Y muy importante: «el tiempo no retrocederá, y las naciones y tierras de la región ya no servirán de refugio para sus fechorías ni para establecer bases militares en la región, y se aleja cada día más de su antiguo estatus”. Para quien no lo entienda, no es una parábola de Jesús o del Mesías, es una expresión que retrata el momento histórico que Donald Trump y sus multimillonarios presienten: EE. UU. “se aleja cada día más de su antiguo estatus”. Es decir: el imperialismo estadounidense se está acabando, y su camino a la desintegración es objetivo e irrefutable.
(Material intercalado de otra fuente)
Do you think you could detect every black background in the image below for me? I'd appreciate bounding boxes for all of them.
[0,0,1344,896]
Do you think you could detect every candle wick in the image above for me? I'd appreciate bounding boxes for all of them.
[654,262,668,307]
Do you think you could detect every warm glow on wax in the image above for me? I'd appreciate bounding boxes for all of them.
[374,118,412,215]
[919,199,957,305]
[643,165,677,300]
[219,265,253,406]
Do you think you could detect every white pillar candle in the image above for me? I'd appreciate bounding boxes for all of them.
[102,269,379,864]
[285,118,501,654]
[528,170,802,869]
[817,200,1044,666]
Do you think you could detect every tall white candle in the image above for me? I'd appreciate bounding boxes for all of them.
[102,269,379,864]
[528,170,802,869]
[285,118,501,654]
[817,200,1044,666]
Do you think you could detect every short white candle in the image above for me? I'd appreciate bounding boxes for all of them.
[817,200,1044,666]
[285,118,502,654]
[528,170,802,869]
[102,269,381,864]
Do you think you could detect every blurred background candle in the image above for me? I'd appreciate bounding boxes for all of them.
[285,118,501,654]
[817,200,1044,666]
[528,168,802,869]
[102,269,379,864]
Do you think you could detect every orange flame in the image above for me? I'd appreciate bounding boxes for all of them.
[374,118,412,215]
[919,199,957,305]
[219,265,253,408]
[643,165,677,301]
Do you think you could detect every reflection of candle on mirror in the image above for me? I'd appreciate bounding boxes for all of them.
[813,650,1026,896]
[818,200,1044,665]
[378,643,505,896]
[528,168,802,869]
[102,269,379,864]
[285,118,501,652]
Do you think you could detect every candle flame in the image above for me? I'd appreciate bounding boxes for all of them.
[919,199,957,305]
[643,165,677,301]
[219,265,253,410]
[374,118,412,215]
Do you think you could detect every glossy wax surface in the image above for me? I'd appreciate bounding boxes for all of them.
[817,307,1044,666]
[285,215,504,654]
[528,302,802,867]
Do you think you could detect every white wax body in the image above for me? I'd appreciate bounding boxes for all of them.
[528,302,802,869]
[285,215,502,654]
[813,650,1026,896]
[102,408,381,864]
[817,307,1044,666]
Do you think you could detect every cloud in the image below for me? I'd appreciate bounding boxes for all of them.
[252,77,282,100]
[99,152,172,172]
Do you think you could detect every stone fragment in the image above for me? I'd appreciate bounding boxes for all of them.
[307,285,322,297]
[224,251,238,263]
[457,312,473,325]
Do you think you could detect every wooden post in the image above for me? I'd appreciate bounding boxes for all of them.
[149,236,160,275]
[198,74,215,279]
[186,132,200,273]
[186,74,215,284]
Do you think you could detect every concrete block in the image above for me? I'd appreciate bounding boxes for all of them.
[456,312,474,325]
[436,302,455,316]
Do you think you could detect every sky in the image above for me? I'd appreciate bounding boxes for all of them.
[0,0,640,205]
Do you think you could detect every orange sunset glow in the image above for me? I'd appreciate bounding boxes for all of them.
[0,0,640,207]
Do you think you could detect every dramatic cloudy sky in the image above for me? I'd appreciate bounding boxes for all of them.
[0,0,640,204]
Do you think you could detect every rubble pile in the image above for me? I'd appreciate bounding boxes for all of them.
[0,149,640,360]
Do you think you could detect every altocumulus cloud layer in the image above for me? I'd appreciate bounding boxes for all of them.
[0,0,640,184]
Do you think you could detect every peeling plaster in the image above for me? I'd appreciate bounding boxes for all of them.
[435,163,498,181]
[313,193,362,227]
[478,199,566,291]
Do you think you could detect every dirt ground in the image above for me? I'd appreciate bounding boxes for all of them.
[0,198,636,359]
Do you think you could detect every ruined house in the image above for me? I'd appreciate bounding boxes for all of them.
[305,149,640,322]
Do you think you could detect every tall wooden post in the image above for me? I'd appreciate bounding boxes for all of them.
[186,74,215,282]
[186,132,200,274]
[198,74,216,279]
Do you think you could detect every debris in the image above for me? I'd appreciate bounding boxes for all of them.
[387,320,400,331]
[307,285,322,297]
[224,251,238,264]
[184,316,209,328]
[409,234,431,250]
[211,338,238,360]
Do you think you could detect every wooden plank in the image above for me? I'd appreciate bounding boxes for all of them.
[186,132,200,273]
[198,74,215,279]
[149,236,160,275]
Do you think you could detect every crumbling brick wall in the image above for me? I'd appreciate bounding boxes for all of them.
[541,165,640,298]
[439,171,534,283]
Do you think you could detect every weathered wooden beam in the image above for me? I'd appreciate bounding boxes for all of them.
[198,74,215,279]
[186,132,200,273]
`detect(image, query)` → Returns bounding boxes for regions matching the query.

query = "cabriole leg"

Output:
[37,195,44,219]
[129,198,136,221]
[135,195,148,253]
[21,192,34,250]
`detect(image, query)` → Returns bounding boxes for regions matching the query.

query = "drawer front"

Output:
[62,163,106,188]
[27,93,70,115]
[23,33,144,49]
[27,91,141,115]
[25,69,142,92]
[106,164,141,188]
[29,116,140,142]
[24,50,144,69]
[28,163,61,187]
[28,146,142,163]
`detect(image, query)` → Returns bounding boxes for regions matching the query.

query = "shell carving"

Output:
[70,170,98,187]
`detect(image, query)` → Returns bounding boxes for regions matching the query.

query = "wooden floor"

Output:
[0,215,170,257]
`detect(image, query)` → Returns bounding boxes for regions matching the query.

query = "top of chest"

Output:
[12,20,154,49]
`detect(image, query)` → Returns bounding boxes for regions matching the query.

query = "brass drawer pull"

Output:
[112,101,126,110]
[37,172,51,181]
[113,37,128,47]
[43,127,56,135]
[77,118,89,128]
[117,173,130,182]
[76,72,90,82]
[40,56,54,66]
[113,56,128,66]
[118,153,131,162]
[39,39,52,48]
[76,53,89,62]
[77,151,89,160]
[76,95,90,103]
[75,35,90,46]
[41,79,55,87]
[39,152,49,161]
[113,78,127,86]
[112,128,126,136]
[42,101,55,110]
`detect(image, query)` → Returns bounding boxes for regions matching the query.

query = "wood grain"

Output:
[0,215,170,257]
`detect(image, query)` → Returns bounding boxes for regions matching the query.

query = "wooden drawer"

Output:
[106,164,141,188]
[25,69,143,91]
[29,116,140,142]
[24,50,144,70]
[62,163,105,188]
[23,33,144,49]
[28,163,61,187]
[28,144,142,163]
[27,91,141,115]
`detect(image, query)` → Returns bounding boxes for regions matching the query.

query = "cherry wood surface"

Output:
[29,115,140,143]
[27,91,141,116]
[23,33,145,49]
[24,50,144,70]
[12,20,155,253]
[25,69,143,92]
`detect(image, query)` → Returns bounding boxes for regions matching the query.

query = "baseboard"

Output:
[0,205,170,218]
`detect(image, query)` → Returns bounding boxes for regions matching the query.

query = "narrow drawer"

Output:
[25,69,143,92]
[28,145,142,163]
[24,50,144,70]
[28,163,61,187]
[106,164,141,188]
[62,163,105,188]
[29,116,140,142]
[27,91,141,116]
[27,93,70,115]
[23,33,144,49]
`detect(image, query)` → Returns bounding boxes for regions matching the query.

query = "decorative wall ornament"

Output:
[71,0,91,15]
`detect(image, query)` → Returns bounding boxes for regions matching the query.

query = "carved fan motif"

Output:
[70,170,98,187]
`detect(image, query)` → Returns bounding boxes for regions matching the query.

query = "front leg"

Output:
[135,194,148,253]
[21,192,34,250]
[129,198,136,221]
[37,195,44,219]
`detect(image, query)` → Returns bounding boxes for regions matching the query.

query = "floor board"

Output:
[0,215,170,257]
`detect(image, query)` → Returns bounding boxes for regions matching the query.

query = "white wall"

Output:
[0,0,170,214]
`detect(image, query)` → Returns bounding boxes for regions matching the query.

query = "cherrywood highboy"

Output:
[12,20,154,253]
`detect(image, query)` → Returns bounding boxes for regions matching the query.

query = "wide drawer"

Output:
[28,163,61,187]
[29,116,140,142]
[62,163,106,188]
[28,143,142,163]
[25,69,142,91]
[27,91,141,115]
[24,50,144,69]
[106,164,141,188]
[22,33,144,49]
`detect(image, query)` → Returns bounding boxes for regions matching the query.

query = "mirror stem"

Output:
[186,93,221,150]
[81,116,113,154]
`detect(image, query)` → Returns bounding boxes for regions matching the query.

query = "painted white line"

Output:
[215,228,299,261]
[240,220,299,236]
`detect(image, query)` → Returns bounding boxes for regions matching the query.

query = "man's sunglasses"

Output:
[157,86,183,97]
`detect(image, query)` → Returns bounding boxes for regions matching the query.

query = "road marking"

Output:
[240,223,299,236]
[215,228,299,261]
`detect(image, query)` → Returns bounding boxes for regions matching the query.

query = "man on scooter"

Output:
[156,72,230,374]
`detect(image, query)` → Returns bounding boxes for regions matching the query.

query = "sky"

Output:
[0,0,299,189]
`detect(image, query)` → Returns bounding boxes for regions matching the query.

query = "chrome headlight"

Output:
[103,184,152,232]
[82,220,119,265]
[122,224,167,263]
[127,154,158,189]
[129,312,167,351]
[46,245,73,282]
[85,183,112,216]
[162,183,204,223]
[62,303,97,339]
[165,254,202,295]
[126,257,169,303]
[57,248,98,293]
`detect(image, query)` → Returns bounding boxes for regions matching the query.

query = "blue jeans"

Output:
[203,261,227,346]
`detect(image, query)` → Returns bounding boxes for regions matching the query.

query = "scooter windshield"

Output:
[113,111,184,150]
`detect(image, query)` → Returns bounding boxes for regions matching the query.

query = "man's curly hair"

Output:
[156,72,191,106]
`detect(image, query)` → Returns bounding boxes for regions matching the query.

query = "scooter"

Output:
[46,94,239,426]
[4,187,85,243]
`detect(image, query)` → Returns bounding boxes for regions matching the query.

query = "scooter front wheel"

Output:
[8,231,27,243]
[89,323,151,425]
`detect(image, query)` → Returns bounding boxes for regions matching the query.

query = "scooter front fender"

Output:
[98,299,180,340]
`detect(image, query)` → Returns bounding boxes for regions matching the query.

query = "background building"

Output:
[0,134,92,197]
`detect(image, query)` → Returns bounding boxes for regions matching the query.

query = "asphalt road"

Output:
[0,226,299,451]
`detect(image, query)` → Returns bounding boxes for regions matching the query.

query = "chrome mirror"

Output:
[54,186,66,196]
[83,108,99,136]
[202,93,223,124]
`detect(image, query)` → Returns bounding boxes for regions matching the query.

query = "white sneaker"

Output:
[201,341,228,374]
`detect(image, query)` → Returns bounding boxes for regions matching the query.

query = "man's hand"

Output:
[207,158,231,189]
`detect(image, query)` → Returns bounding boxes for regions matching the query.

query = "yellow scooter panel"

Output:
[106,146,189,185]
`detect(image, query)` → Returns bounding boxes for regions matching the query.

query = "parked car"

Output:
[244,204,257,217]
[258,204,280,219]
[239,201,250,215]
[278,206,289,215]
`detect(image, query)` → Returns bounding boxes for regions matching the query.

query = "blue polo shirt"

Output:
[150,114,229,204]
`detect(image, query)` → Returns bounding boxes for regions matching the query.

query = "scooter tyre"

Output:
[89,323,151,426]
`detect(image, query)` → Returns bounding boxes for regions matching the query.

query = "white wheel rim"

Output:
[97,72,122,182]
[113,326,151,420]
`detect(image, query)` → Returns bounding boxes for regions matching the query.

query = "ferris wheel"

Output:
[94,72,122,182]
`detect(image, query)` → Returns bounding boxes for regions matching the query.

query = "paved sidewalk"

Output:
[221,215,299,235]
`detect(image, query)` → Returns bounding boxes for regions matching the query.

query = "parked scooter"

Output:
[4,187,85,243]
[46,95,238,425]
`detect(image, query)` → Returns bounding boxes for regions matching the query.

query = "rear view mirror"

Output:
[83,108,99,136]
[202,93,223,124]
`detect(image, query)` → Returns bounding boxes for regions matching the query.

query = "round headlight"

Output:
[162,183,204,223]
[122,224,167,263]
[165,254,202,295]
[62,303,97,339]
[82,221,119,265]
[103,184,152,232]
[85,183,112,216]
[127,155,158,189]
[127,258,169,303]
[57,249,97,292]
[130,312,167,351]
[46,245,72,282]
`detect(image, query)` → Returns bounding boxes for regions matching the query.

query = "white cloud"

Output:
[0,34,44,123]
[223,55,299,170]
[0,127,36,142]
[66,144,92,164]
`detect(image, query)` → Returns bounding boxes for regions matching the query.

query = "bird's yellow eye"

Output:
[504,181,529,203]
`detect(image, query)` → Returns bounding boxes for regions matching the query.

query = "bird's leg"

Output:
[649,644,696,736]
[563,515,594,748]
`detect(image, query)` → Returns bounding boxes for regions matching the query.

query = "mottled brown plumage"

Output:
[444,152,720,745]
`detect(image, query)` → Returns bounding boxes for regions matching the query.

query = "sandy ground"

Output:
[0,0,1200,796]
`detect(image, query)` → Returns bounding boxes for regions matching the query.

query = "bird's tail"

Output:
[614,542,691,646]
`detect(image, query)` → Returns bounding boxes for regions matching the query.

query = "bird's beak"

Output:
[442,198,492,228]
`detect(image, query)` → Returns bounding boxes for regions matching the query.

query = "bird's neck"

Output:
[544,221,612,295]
Ya nada sucede debido a su influencia como imperio dominante, sino como potencia militar y económica. He ahí el sumun de su flaqueza.

Khamenei señala dos hechos básicos por los cuales el mundo musulmán pude incidir en el cambio de época que traza el sendero hacia la desaparición del imperialismo estadounidense: “las fuerzas musulmanas han enfrentado la influencia estadounidense, desafiado la ocupación israelí y combatido al grupo terrorista Daesh. El régimen israelí es inestable y se acerca a las etapas finales de su existencia. Los golpes de Irán a Estados Unidos y la entidad sionista han sido decisivos a pesar de la poderosa agresión conjunta de dos potencias nucleares”.

Analícense con toda escrupulosidad las palabras de Khamenei, y será fácil entender que Trump actúa violentamente, con todo el poder que le queda y el cinismo que lo caracteriza, desde una posición de debilidad respaldado por un manejo impecable de los reflejos condicionados y la teoría del miedo, que son los factores donde precisamente radican los mayores peligros para los que no tienen carácter o no se le pueden oponer, algo que no sucede con China, Rusia ni Corea del Norte, porque los tres son harina de otro costal, no solamente por su favorable situación económica y tecnológica, sino porque son potencias nucleares cuyos misiles llegan fácilmente a Estados Unidos.

Es en ese contexto donde Europa falla. Podrían tener la misma fortaleza que Beijing, Moscú y Pyongyang frente a Washington, pero para ello tendrían que olvidarse de Ucrania, y hacer una reconversión de la OTAN, no para enfrentar a esas tres potencias, sino para fortalecerse al amparo de ellas y terminar definitivamente de ser peones de Trump. 

Eso es difícil que se logre, porque la Europa otanista cría lobos y hienas de la misma camada estadounidense, y eso explica por qué Trump los trata a punta de pie mientras desde Londres, Alemania, París y los demás, ponen el trasero para que lo haga.

Si en Europa se pensara con inteligencia sobre lo que acaba de expresar Khamenei, si el realismo en el viejo continente se impusiera a los interés de casta y de grupos,  y se pensara más en los pueblos europeos estresados y angustiados, el orden mundial nuevo al que se refiere el líder iraní se construiría más rápido de lo que pueda imaginarse.

Cambiaríamos la atmósfera de inseguridad, regresaríamos a un equilibrio racional estable y duradero, se acabarían la guapería de barrio, los crímenes de lesa humanidad, y aunque haya luna llena el lobo no saldría nunca más de las entrañas del hombre y los aullidos desde la Casa Blanca, el Pentágono y el Departamento de Estado, seguramente no volverían a escucharse.